Davanti la Via Marconi, che incrocia la Via Ugo di Sant’Onofrio, la statale 113 che va perso Palermo, una delle due arterie quasi parallele che attraversano Barcellona e Pozzo di Gotto fino alla chiesa di San Giovanni.
Dall’altra parte la Via Operai, che si apre in Piazza Libertà, con il palazzo dei Salvo da una parte e il palazzo Caliri dall’altra e le altre abitazioni a fare da corona al tratto di statale che va verso Messina. E sotto, il negozio della Zia Aurelia, l’unica sorella di papà ancora viva. La Zia Caterina invece è l’unica sorella di mamma ancora viva. Ed entrambe sono ultra novantenni.
Questo luogo era crocevia della vita di Barcellona: si fermavano i pullman di linea; c’erano gli artigiani e i commercianti che si affacciavano con i loro negozi, c’era la pescheria e il mercato della frutta e verdura a pochi metri di distanza, oggi è diventata la movida invernale di Barcellona. C’ero io che spadroneggiavo con il triciclo in lamiera e il mio ginocchio ne sa qualcosa e “u paninu ca muttadella”, vero Adele e Terina!
Napoli Centrale, recita il cartello blu con la scritta bianca mentre in cuffia ci sono i Simply Red “Live at the Royal Albert Hall”. Il treno si ferma. Mi sposto nel posto di fronte per viaggiare nel senso di marcia.
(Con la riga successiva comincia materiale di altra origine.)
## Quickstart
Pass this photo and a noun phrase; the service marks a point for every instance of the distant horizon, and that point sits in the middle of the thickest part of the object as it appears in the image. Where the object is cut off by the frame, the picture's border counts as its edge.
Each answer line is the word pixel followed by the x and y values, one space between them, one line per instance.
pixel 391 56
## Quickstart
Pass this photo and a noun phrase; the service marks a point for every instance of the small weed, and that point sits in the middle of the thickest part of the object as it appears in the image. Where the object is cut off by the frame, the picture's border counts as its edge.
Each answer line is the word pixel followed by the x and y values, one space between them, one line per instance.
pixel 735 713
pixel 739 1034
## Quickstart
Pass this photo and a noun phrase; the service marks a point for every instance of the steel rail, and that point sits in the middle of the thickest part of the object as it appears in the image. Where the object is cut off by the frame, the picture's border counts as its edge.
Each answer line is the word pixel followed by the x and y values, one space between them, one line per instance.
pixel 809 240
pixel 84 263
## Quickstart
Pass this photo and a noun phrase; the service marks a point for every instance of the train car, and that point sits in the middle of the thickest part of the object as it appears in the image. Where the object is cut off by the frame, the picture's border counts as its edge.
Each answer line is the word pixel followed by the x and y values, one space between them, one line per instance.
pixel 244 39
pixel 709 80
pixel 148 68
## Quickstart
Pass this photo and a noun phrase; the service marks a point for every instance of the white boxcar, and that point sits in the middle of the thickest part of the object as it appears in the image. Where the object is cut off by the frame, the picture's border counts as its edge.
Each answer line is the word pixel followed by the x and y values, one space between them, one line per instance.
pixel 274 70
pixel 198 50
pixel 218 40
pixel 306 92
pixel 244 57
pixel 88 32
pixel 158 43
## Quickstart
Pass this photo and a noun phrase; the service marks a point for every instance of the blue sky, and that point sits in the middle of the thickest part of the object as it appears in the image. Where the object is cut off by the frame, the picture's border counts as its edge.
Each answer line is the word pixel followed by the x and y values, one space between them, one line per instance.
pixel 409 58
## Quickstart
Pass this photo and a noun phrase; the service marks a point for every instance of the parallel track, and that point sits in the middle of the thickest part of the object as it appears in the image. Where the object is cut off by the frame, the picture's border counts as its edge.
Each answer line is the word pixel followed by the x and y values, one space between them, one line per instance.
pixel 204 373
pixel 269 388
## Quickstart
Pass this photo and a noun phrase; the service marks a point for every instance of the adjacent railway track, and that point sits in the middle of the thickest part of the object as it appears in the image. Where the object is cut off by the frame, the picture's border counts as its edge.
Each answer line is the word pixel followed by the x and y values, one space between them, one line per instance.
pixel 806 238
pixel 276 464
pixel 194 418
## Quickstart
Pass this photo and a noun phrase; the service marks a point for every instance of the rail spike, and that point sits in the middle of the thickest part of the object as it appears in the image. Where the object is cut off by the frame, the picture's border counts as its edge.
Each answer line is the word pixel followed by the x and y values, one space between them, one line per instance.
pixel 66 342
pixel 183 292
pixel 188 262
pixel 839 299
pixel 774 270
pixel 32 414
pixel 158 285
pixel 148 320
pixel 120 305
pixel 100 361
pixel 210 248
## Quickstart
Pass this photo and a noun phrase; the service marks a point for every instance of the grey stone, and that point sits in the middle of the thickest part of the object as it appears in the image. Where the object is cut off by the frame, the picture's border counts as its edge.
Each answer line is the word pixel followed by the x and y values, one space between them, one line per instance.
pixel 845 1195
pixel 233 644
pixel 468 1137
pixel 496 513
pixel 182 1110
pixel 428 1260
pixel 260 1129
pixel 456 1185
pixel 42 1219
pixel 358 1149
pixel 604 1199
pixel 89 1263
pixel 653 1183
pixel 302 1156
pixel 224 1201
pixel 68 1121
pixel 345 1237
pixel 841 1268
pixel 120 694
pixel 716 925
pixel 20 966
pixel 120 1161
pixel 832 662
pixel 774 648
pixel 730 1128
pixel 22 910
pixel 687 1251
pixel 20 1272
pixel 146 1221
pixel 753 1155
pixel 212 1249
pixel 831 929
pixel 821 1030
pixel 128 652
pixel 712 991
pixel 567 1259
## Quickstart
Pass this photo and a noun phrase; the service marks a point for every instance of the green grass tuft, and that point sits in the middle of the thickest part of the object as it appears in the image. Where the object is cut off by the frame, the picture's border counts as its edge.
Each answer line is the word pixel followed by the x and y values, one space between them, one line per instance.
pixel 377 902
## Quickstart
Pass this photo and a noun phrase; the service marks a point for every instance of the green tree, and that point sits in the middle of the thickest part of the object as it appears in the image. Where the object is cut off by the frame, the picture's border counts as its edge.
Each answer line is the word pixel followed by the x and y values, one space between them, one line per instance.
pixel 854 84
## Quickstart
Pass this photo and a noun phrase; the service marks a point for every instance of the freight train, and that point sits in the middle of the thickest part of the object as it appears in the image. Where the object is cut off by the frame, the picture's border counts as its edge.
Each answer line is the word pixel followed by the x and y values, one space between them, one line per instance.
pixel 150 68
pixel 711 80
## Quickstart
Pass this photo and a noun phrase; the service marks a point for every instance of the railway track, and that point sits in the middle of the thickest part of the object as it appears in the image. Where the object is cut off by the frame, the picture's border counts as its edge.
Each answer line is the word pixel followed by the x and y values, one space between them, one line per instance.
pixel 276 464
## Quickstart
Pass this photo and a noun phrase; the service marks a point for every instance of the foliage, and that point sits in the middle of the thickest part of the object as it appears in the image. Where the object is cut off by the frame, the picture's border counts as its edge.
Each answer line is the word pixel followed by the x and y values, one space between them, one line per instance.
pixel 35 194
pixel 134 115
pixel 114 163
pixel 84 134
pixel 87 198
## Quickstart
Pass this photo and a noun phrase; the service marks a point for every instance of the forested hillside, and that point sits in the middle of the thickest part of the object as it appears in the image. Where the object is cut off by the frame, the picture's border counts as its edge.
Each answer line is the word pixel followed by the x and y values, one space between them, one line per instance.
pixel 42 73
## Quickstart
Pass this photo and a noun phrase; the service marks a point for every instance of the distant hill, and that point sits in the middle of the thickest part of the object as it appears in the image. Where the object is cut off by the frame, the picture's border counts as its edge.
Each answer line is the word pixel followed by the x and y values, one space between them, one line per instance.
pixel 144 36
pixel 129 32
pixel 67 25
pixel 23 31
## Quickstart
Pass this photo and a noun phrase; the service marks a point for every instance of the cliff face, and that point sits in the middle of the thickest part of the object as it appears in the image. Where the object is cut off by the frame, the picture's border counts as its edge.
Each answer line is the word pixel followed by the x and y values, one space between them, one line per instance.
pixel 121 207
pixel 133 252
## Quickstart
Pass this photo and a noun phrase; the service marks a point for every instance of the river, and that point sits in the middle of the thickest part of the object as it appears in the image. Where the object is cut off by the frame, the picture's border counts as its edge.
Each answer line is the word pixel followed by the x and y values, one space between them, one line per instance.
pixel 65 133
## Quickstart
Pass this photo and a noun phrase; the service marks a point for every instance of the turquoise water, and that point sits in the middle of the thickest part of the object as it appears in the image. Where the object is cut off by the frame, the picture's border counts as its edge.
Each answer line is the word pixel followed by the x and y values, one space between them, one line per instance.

E continua anche il mio viaggio nella memoria dei ricordi.
Papà aveva la 850 grigia, oggi il colore di moda. Con quella si usciva la domenica per andare dai nonni o tutte le volte che si doveva andare da un parente o ad un evento importante. In particolare si andava a Sant’Agata di Militello da sua sorella Angelina. Il mio primo compleanno fu festeggiato lì perché era anche il compleanno della casa di Zia Angelina e Zio Edoardo. Si trasferirono a Sant’Agata negli anni sessanta perché lo Zio trovò lavoro nella concessionaria Fiat più importante della provincia di Messina nella zona tirrenica.
Con la 850 si andava anche a Messina e si passavano i Colli di San Rizzo. Meta era la Standa: ricordo come fosse oggi il banco con le boccettine colorate di profumi che era la mia attrazione. “Zio Silvio” non era ancora arrivato!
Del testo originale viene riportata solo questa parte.